Senator Calls for Indefinite Delay to ICD-10 For those devoted readers of Advocacy Corner, you’ll know that we’ve been covering the interplay between Congress and the ICD-10 October 2013 deadline long before HHS Secretary Sebelius first promised a delay in February. Towards the end of 2011, several attempts were made to sneak ICD-10 delay language into “doc fix” legislation, but were unsuccessful. Since that time, CMS has issued a proposed rule that would delay ICD-10 implementation deadline by one year to October 2014. CHIME’s comments were largely supportive of the one-year proposal, if only because it struck an appropriate balance between those that have been asking for 2 and 3-year delays and those that would like to stay the course. However, this week, Oklahoma Senator Tom Coburn, M.D. issued a white paper with one of the more overt calls to delay ICD-10…indefinitely.
In the “white paper,” ICD-10 Implementation Date: Better Never Than Later? Sen. Coburn and Jason Fodeman, M.D. dismiss many of the refuted claims about how ICD-10 will benefit the health system – redundant codes, unnecessary intricacies, high costs, wasted time, esoteric benefits, etc. The paper calls on HHS to delay ICD-10 indefinitely, “until more meaningful changes are made to lower costs and reduce administrative costs.” In a rebuttal printed by Inside Health Policy, senior director for coding policy and compliance at AHIMA, Sue Boman, argued that many of those “meaningful changes” are dependent on the use of ICD-10 and cannot wait. “If we don't have good data, we're making inappropriate decisions based on that data,” Bowman said, and data is becoming more important, not less.
Sen. Franken Asks CMS to Reduce Medication Errors at Hospital Discharge through Changes to MU Minnesota Senator Al Franken sent a letter to CMS this week, urging them to use meaningful use regulations as leverage to eliminate medication errors for patients discharged from hospitals. By highlighting methods used at Hennepin County Medical Center and Mayo Clinic, Sen. Franken believes billions of dollars could be saved and significant medical errors could be avoided. In his letter to CMS Administrator Marilyn Tavenner, Sen. Franken asks that CMS adopt a policy that would require eligible hospitals to perform medication reconciliation for patients when they are discharged from the hospital. As proposed, the electronic health record incentive program would only require that reconciliation be performed upon admission and for most referrals and transfers - not upon discharge. “The Meaningful Use program is a unique opportunity to incentivize quality interventions proven to help patients such as pharmacist-supported medication reconciliation upon discharge,” he wrote. “I want to encourage your agency to think creatively about other ways to use the Meaningful Use incentive program to reduce medication errors and keep patients safe and healthy.”

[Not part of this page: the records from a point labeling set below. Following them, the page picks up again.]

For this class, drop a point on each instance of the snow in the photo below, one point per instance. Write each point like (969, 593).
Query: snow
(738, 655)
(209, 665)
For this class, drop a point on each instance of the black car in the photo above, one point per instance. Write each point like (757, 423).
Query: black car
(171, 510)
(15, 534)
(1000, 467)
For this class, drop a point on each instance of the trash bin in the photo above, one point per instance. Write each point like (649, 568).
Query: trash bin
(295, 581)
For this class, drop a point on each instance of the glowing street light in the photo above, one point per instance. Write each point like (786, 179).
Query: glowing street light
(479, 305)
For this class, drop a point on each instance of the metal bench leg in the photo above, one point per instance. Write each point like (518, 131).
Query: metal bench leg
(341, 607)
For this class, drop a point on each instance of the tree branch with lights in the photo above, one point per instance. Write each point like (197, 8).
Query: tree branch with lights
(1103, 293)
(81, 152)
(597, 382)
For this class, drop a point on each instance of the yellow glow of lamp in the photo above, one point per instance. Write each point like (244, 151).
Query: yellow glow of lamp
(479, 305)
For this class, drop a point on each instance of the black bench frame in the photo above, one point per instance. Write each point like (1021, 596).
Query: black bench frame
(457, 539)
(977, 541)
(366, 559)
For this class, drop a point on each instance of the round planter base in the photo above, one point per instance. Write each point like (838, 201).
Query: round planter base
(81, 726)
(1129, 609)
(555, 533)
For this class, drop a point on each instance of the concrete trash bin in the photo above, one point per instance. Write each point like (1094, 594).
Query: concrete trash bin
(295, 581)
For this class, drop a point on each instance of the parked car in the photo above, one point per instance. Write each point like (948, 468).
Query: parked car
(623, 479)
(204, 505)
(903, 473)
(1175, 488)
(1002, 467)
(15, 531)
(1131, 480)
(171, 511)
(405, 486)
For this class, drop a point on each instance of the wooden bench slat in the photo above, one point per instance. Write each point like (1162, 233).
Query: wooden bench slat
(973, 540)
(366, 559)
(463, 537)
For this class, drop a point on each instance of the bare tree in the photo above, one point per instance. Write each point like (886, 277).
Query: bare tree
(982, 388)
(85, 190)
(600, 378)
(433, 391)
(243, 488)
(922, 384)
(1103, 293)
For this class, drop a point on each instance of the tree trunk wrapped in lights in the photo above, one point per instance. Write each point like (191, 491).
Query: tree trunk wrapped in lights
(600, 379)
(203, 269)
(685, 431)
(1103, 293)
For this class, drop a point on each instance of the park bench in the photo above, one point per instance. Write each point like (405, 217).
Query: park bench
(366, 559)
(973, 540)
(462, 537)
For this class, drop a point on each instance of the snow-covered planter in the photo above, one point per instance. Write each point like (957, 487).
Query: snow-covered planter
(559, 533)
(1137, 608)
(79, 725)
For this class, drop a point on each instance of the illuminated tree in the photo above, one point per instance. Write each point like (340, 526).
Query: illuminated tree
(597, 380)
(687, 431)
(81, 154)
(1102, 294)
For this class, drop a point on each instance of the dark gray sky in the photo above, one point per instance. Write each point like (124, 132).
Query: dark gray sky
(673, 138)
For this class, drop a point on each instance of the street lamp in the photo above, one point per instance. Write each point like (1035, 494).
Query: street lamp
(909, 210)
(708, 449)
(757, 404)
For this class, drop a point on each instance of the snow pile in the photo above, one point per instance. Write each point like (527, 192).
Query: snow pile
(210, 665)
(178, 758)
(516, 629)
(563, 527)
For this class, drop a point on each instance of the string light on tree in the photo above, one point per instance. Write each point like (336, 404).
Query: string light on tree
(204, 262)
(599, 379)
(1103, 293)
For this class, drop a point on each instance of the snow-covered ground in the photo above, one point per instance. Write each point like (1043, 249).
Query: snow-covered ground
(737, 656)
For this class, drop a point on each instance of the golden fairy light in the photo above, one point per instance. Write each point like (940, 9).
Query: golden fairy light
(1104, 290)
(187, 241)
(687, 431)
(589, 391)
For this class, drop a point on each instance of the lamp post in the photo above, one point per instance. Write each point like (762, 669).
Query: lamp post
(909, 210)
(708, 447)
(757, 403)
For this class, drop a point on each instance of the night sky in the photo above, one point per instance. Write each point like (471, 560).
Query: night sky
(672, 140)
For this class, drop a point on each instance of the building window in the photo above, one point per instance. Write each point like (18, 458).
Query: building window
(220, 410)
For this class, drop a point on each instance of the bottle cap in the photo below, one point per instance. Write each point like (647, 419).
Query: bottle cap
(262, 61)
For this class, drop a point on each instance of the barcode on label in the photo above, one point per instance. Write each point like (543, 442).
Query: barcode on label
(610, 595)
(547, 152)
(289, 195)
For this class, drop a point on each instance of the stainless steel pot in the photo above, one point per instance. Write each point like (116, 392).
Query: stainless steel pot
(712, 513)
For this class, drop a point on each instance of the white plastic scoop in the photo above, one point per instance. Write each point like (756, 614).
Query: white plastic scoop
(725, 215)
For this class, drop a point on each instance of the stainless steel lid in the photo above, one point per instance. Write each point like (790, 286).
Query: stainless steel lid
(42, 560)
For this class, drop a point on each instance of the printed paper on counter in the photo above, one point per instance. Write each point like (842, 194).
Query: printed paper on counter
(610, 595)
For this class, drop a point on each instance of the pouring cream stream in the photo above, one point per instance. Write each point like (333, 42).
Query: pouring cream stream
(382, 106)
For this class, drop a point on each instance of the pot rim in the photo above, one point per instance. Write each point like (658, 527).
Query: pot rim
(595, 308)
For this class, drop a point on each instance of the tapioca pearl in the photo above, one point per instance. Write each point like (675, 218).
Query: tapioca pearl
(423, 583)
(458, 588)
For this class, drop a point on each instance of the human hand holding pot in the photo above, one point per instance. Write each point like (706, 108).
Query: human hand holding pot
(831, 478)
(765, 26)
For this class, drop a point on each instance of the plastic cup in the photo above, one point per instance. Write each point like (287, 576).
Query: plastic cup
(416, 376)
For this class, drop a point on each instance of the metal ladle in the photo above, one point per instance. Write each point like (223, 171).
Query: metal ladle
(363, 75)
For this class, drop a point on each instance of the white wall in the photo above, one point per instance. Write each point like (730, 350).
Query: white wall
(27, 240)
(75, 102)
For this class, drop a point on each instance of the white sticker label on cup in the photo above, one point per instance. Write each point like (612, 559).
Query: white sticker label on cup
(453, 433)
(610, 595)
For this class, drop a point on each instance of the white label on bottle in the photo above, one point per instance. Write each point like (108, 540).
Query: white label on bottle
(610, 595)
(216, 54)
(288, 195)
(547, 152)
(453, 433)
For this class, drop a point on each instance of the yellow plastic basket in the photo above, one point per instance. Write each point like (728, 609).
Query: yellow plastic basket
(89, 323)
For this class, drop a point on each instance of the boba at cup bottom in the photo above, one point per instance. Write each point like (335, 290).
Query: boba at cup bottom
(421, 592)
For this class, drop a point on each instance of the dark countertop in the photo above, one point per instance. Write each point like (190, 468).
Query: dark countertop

FDA User Fee Set for Conference After House Passage. After passing the Senate last week in a 96-1 vote, related legislation on the FDA user fee bill passed the House this week 387-5. The legislation would authorize FDA to collect about $6.4 billion in user fees from the drug and medical device industries over the next five years to finance a portion of its oversight of medical products. It introduces major new user fee agreements with generic drug manufacturers and companies that produce cheaper versions of complex, protein-based drugs, called biosimilars.
Of concern to the AC readership is that both bills have language requiring a report to Congress on strategy and recommendations for a “risk-based regulatory framework” on medical device regulation and health information technology software, including mobile applications. It is likely that however the language comes out in the final draft, the FDA will have 18 months to consult with ONC and the FCC to come up with regulatory roadmap. [Some readers might recall that such a roadmap already exists in draft guidance form. The Senate version prohibits such guidance from being finalized until the study is conducted.]
State Officials Say CMS May Launch Healthcare Innovation Awards for States At a Center for American Progress conference on May 22, Center for Medicare and Medicaid Innovation Direct Richard Gilfillan said that CMS is working on a program to help states revamp their delivery and payment systems, and this led state officials to believe that CMS might be creating a state-based healthcare innovation initiative (projects that are aimed at delivering “better health, improved care and lower costs to people enrolled in Medicare, Medicaid and CHIP”). States were not allowed to apply for the Healthcare Innovation Awards, but state hospitals and other state-run facilities were able to apply for them.
Inside Health Policy reports that state officials say innovation awards for states “would allow states to combine their myriad initiatives into a cohesive whole that would supercharge state-based reforms.”
With the Supreme Court decision on the Affordable Care Act around the corner, CMS is trying to find more opportunities to decrease costs and improve quality of care for patients. Some states are already addressing their delivery and payment systems including: Arkansas, Oregon, Maryland, Massachusetts and Rhode Island. State-level solutions would be much less controversial than federal-level solutions. Allowing states to apply for innovation awards would likely bring many different systems together (medical homes, shared savings programs, etc.) to make a more cohesive structure.
Read about the Healthcare Innovation Awards here. So far, projects totaling about $122.6 million have been awarded out of $1 billion set aside for the innovation awards. The next set of awards are expected to be announced this month.